What is miso, really? Miso is a fermented paste made from soybeans, sea salt, and koji (Aspergillus oryzae). It can also be made from barley, rice, and other grains. Fermentation can take between six months to three years; the longer the time the more powerful the paste will be. The flavor is described as both tangy and salty, so it’s commonly used to flavor soups. In Japan, for example, many people begin their day with a warm bowl of miso soup, unlike the typical American breakfast of sugar cereal or high-fat bacon and eggs.

Why it’s Healthy

Miso supplies us with several B vitamins, as well as vitamin E, both of which necessary for a strong immune response to viruses and bacteria, including those that cause influenza. It’s also rich in antioxidants that help protect cells against damage from free radicals, bolstering our immune system.
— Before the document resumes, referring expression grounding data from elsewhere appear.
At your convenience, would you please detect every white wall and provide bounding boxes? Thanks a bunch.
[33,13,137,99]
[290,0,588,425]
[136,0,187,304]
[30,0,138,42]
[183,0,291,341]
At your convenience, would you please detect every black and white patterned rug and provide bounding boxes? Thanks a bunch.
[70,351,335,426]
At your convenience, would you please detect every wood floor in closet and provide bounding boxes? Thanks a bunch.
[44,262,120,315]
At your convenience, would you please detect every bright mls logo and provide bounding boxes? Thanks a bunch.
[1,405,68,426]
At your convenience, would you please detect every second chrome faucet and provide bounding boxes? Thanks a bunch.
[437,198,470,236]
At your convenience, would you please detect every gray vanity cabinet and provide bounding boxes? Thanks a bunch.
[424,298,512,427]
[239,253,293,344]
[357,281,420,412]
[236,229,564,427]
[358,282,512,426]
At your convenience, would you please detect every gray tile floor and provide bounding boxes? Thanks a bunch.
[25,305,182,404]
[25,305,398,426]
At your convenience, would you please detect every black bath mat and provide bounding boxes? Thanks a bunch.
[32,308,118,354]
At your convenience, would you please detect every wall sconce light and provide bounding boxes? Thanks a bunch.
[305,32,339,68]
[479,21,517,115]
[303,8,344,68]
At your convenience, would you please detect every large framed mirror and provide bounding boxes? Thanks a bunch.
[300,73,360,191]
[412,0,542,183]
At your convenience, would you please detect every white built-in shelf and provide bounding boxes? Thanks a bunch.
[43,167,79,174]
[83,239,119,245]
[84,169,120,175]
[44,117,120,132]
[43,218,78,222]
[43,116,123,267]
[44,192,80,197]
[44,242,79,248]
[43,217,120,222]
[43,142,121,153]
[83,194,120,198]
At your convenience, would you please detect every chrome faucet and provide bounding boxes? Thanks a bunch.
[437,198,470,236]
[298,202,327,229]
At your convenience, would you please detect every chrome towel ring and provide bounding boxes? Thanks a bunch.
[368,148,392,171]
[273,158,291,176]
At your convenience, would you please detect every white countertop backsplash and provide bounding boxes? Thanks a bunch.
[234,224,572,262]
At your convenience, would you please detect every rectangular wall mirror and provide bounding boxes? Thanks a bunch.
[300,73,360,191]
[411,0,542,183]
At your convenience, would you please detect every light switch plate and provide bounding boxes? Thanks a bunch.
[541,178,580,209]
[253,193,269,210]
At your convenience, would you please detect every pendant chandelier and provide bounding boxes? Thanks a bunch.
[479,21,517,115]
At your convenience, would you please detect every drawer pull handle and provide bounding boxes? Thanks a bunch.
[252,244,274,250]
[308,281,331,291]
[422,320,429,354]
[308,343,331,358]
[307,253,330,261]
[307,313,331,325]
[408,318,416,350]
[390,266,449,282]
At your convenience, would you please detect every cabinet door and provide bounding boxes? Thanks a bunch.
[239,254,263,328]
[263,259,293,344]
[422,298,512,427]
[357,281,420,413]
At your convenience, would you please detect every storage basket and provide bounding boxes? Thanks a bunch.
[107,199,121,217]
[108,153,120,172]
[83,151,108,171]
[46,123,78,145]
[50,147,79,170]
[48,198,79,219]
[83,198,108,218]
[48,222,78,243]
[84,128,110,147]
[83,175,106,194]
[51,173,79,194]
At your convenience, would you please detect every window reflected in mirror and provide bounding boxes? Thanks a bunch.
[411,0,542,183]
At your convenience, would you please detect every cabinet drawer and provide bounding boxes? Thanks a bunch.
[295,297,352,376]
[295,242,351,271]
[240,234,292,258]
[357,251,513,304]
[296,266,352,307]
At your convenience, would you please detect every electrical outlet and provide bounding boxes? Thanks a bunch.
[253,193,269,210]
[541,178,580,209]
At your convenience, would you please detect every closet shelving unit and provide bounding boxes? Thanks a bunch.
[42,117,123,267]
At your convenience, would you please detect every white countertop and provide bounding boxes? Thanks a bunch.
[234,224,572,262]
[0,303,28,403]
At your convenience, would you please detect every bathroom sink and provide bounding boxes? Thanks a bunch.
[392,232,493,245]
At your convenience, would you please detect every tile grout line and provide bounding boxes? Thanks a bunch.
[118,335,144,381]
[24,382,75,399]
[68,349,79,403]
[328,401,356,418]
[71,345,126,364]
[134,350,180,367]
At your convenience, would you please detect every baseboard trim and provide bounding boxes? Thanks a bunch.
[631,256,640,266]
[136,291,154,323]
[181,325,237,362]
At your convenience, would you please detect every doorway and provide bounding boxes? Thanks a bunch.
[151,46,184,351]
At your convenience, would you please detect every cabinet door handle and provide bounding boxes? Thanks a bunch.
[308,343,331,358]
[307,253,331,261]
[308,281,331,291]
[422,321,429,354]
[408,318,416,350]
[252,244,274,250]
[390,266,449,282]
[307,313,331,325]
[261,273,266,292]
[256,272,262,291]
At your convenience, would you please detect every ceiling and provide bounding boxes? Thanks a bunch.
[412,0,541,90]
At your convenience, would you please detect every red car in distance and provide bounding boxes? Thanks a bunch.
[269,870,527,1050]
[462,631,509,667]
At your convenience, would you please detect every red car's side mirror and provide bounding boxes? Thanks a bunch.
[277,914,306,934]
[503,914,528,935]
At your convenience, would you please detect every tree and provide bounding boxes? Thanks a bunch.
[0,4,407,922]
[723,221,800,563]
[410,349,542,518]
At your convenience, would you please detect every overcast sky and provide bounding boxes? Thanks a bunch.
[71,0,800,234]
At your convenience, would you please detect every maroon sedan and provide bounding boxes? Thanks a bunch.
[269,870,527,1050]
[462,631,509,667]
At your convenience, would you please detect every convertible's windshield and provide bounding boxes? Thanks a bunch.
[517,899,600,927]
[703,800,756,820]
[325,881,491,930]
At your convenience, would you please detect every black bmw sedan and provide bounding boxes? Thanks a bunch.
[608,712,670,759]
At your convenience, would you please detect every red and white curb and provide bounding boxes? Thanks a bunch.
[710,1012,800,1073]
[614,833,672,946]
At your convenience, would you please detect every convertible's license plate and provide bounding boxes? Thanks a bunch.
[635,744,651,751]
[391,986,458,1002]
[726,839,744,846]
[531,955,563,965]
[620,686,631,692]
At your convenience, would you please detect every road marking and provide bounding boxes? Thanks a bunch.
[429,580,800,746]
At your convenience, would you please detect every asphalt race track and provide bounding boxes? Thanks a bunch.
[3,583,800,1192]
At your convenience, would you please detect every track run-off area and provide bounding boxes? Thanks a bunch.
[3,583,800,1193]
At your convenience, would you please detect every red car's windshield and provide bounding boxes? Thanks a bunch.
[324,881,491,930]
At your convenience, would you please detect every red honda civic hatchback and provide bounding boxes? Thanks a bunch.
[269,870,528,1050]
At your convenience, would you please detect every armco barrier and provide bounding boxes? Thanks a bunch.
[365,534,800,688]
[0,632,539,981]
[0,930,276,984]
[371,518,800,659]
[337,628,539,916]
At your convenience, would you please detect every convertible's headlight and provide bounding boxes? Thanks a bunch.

As is true with many fermented foods, like yogurt and sauerkraut for example, miso provides probiotics that aid in digestion and help restore intestinal flora in the digestive system. (Learn more about fermentation and probiotics.) In addition to its GI tract benefits, miso can help lower LDL cholesterol (that’s the bad one) and is considered a complete protein because it contains all nine essential amino acids. At least one study shows that it can even protect against radiation and heavy metal poisoning!

How to Use Miso

If you want to utilize its probiotic benefits, look for unpasteurized miso. Keep in mind that high heat (including boiling) will destroy the beneficial bacteria in this fermented product. So if you’re adding it to hot dishes like soup, stir it in after removing the pot from the heat. Unpasteurized miso may be used as a marinade to help tenderize animal protein and break down vegetable fiber. Light miso can be mixed with peanut butter and apple juice to make a nutritious spread. Dark miso is excellent added to cooked bean dishes and your meatless Monday favorites to add extra protein. Be careful not to get too enthusiastic about this wonder food though! It’s high in sodium at about 700mg per tablespoon. As always, if you have any health conditions that could be affected by adding a new food to your diet, please consult your physician for advice.

Miso has been consumed by people for thousands of years, providing both good taste and health benefits to its users. It appears to be a great new addition to the diet of anyone looking to boost their immune system, gain benefits from probiotics or just add something new to their daily menu.